2013'te alışılmamış biçimde istifasını verip geriye çekilince, umulmadık bir şey oldu: Kendi deyimiyle "dünyanın sonundan" gelen bir Papa, sahne aldı ve Aziz Petrus Basilıka'sının penceresinden alabildiğine doğal bir sesle, "Buona seraİyi akşamlar!" diyerek dünyayı selamladı. Vatikan balkonunda görüldüğü andan itibaren "fakirlerin Papa'sı olacağını" dünyaya ilan eden Bergoglio, bu devrimci tutumunu her çeşit "Papalık tantanasını" elinin tersiyle iterek dosta düşmana kanıtladı. Beklenmedik bir "derviş tevazu" ile gönüllere taht kuran son Papa,"itibardan tasarruf olmaz" anlayışının birebir zıttıydı. Mücevherli kalpaklar, som altından yapılmış haçlar ve gösterişli hükümranlık bastonlarını elinin tersiyle iten Bergoglio, tabutunun içinde eskimiş bir çift ortopedik pabuçla gömüldü.
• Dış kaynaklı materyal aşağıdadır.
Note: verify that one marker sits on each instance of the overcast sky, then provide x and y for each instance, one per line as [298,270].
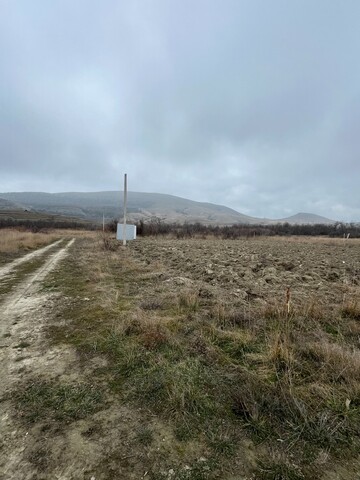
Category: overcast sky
[253,104]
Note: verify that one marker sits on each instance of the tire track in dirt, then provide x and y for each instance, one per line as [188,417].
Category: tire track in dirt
[22,353]
[18,302]
[30,256]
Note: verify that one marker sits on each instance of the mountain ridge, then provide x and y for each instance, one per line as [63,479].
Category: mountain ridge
[143,206]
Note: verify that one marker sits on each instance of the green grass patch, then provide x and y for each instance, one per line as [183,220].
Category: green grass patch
[43,400]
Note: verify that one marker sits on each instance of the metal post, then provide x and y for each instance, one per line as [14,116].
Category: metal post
[125,200]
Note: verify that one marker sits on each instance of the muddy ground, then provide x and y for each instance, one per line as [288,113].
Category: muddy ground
[109,441]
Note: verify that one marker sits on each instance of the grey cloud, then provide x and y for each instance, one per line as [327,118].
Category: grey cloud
[252,104]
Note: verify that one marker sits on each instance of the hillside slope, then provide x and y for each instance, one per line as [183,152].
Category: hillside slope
[141,206]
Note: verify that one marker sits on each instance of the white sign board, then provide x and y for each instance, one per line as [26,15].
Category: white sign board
[130,232]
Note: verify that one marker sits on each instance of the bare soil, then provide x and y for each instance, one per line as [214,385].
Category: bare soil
[65,409]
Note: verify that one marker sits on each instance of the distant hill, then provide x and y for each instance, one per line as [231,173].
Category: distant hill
[305,219]
[169,208]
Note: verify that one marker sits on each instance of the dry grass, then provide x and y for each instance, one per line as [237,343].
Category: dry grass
[217,365]
[12,241]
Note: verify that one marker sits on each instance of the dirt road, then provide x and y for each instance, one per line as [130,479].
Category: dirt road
[23,313]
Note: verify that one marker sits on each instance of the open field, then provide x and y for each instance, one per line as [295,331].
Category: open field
[188,359]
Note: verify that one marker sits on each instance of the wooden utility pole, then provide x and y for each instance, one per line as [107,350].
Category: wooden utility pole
[125,200]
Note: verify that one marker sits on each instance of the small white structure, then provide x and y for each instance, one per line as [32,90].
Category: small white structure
[130,232]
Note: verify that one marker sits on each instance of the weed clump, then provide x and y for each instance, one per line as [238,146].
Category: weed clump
[62,402]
Ezelen beri lüks içinde yaşayan, Mercedeslerden inmeyen Papaların aksine, "küresel güneyin temsilcisi" olmayı seçen bu çok farklı Arjantinli din adamı, seçildiği günün akşamından son nefesini verdiği güne dek ikamet ettiği mütevazı Santa Marta Pansiyonu'na, ilk günün akşamında otobüsle gitti.

Yalın bir yatak, bir baş ucu komodini ve gardroptan oluşan pansiyon odasına dönen Papa'nın geri çevirdiği Papalık rezidansı oysa ki 17. yüzyıldan kalma 15 bin metre karelik görkemli bir saraydı. En önemlisi de bunların göz boyamaya yönelik bir pi-ar hamlesi olmamasıydı. Papa Bergoglio, içinden çıktığı "Cizvit tarikatı"nda da, kendini bildiğinden beri yemeklerini bir başına yapan sade bir din adamı olarak nam salmıştı.